The Law Society is strongly opposed to the legal profession paying such a levy as solicitors are subject to stringent anti-money laundering requirements, but has stated that if it is to be introduced, then smaller firms should be exempt.
It has criticised the view of the Solicitors Regulation Authority (SRA), which regulates solicitors in England and Wales, that small law firms in the UK should pay further costs to combat the society-wide problem of money laundering.
In its Economic Crime Levy Consultation, HM Treasury has proposed that smaller law firms, which are often at the coalface of fighting money laundering, should be subject to a new economic crime charge. In its consultation submission, the SRA has stated that “criminals may specifically target small firms” and should therefore be subject to an anti-money laundering (AML) levy.
In its response, the Law Society of Scotland argues that the legal profession is strongly committed to fighting economic crime arising from money laundering and has been on the front line of defence for a very long time, investing considerably in measures to forestall economic crime. It has said that as wider society benefits from anti-money laundering activity it should be funded centrally rather than through the legal sector and other professional services sectors, stating that “the impacts of economic crime are felt across society as a whole and therefore any benefits that materialise from tackling economic crime are equally beneficial”.
Law Society of Scotland president Amanda Millar said: “I reiterate the point we made to HM Treasury, that we are diametrically opposed to the introduction of a further levy being placed on Scottish solicitors at all and particularly at a time when so much is being asked of the legal professions in order to keep our society operating.
“It is extremely disappointing to see this response from the SRA. There can be no question of the legal profession’s commitment to tackling economic crime resulting from money laundering activities. Scottish solicitors are subject to some of the most stringent anti-money laundering rules in the world, monitored by an AML-specific team as part of the Society’s regulatory function. This is funded entirely by the profession, meaning Scottish solicitors already contribute to measures that benefit everyone in society.
“It is also being proposed at a time when solicitors’ firms across the entire UK are struggling in the worst recession on record, while at the same time making sure they continue to meet the needs of clients, with many also having to invest heavily in technology to ensure the continued smooth-running and effective administration of justice. It seems the SRA has failed to grasp the dire economic reality solicitors across the UK are facing.”
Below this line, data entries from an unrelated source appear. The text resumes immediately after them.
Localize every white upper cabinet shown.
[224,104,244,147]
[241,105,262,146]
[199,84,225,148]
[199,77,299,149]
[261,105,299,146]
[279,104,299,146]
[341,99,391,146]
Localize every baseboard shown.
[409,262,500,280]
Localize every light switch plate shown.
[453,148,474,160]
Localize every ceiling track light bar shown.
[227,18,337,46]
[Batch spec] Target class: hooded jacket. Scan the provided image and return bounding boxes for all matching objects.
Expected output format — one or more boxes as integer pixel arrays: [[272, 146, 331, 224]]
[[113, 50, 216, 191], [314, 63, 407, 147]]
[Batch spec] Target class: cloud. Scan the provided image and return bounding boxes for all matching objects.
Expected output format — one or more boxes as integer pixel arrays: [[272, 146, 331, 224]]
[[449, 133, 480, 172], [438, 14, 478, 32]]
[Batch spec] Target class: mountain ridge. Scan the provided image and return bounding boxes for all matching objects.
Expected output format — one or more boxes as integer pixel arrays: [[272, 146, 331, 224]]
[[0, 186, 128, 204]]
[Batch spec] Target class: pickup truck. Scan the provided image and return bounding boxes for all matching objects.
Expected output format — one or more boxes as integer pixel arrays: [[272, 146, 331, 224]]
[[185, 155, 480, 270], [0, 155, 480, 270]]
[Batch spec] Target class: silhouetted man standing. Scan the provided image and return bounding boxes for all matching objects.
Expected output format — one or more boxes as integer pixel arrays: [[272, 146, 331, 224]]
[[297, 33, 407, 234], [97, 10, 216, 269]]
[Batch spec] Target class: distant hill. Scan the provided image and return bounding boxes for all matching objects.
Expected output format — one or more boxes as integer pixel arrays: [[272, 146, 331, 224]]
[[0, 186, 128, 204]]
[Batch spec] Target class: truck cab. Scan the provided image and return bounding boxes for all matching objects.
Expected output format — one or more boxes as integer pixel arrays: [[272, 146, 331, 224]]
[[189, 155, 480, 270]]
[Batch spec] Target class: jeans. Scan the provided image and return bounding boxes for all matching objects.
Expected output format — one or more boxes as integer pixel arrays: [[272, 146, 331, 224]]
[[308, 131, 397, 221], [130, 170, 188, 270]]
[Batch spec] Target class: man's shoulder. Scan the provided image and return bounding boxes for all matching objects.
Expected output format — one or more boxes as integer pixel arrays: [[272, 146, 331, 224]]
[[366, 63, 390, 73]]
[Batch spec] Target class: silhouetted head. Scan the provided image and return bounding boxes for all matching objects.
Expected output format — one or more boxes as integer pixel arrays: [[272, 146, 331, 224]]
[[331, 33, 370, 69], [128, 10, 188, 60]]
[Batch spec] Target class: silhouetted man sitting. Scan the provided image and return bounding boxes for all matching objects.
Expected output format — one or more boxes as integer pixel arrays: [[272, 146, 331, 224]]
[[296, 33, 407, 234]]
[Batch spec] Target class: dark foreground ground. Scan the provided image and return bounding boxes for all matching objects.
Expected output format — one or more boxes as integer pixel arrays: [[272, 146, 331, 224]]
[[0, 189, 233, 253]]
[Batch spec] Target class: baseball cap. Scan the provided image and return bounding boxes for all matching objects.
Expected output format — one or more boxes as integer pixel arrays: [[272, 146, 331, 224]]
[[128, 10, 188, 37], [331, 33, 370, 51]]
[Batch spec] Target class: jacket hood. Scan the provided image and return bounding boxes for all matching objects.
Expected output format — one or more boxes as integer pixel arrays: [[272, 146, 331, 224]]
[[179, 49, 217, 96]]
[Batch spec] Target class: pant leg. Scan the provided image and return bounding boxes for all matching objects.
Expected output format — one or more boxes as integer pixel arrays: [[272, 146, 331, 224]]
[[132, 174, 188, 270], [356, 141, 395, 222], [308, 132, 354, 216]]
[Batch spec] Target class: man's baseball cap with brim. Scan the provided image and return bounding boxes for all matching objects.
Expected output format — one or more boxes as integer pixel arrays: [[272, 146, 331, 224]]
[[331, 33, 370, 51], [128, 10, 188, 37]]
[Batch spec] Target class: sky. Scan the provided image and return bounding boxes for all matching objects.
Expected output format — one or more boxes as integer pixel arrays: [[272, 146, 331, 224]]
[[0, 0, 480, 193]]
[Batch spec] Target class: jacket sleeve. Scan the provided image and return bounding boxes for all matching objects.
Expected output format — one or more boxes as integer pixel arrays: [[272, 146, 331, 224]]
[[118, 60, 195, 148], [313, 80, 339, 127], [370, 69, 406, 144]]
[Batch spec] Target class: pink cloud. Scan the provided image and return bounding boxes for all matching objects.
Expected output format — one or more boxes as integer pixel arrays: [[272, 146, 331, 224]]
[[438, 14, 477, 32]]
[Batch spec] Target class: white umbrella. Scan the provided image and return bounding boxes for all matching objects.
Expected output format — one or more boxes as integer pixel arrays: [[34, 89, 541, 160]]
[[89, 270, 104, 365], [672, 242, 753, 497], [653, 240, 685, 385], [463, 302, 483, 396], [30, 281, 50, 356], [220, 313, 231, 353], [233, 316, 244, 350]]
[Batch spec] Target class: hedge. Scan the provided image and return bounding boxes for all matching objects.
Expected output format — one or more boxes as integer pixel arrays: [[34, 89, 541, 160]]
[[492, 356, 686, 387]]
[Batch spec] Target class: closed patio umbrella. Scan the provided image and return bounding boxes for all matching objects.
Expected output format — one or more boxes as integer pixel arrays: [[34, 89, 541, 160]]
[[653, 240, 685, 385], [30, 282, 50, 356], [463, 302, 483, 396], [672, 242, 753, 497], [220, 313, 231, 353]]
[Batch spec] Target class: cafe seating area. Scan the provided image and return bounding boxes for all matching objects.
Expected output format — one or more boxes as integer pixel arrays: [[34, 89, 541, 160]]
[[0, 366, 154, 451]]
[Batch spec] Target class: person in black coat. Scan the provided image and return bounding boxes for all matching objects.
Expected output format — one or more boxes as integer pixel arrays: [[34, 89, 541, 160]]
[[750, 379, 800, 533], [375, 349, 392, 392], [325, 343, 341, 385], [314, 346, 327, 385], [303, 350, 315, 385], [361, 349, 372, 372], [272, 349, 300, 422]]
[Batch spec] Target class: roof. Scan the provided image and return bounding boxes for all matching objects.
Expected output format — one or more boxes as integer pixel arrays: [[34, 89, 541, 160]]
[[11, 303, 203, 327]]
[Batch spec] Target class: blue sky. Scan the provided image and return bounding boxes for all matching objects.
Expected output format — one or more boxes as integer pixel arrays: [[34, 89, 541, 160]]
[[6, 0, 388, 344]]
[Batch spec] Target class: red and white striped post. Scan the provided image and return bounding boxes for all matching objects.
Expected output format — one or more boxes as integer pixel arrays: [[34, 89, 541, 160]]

In its response submitted in October 2020, the Law Society of Scotland called for further clarification from the UK government on how proposed costs would be divided between private sector and public funding. It maintains that any new levy must be transparent and proportionate to the actual risk posed to ensure the legal sector and individual firms are not disadvantaged. While emphasising its objection to the proposed levy entirely, the Society been clear that any funds raised by an AML levy must not be diverted for other general government spending or other areas of economic crime such as fraud.